Dans un modeste hôtel populaire bordant le canal Saint-Martin à Paris, un jeune couple désespéré tente un pacte de suicide qui échoue tragiquement, ne causant la mort que de l'un des deux amants. Autour de cet événement dramatique gravitent les autres pensionnaires de l'hôtel, dont un couple de petits malfaiteurs aux dialogues savoureux et un patron pittoresque veillant sur sa clientèle bigarrée. La survivante du pacte de suicide tente peu à peu de se reconstruire au contact de cette communauté populaire chaleureuse. Le film dresse une fresque chorale poétique et réaliste du Paris populaire d'avant-guerre.
Le film est adapté du roman d'Eugène Dabit, écrivain ayant grandi dans l'hôtel familial qui a directement inspiré le décor et l'atmosphère du récit. Marcel Carné a été séduit par la dimension à la fois tragique et chaleureuse de ce microcosme populaire parisien décrit par Dabit. Le réalisateur souhaitait poursuivre son exploration du réalisme poétique, courant cinématographique français qu'il contribuait alors à façonner avec ses collaborateurs habituels. Le scénario, coécrit avec Jean Aurenche et Henri Jeanson, a enrichi le roman original de dialogues savoureux devenus depuis cultes dans la culture populaire française. Louis Jouvet et Arletty ont été choisis pour incarner ce couple de petits malfaiteurs aux répliques mémorables. Le tournage s'est déroulé dans des décors de studio reconstituant fidèlement le canal Saint-Martin et son atmosphère populaire.
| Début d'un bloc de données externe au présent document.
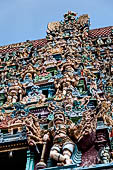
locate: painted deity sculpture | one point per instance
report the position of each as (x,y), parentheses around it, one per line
(61,140)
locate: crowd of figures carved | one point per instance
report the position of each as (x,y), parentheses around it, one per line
(62,93)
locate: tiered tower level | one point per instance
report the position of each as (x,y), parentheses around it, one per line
(56,98)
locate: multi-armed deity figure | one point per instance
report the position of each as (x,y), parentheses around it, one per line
(62,142)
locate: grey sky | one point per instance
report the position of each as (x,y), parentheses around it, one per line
(22,20)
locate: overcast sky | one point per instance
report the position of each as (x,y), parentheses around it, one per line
(22,20)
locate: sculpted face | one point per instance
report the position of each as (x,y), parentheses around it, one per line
(58,118)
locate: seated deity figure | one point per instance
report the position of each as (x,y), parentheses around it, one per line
(63,146)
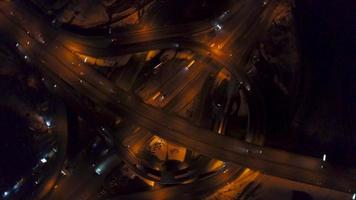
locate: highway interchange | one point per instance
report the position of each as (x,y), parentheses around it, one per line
(57,56)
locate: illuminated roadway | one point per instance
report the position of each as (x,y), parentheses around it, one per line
(52,57)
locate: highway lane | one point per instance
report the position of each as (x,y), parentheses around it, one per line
(271,161)
(191,190)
La critique a unanimement salué la qualité des dialogues d'Henri Jeanson, devenus instantanément cultes dans la culture populaire française. Plusieurs observateurs ont souligné la maîtrise du réalisme poétique de Marcel Carné, parfaitement illustré par ce portrait choral du Paris populaire. Louis Jouvet et Arletty ont été particulièrement remarqués pour leurs répliques savoureuses devenues légendaires. Le film a été considéré comme l'une des plus grandes réussites du cinéma français classique d'avant-guerre. Le public français a massivement plébiscité le film, dont plusieurs répliques sont immédiatement entrées dans le langage populaire courant. Le succès en salles a été considérable, confirmant la popularité du réalisme poétique auprès du grand public. De nombreux spectateurs se sont reconnus dans cette fresque chorale du Paris populaire d'avant-guerre. Le film reste un classique incontournable régulièrement cité du patrimoine cinématographique français. Le film n'a pas connu de cérémonie de récompenses comparable aux standards actuels, le système de récompenses étant encore peu développé à l'époque. Il a néanmoins été salué par la critique cinéphile comme un sommet du réalisme poétique français. Sa reconnaissance s'est considérablement renforcée au fil des décennies suivantes. Il reste aujourd'hui considéré comme l'un des chefs-d'œuvre incontestés du cinéma français classique.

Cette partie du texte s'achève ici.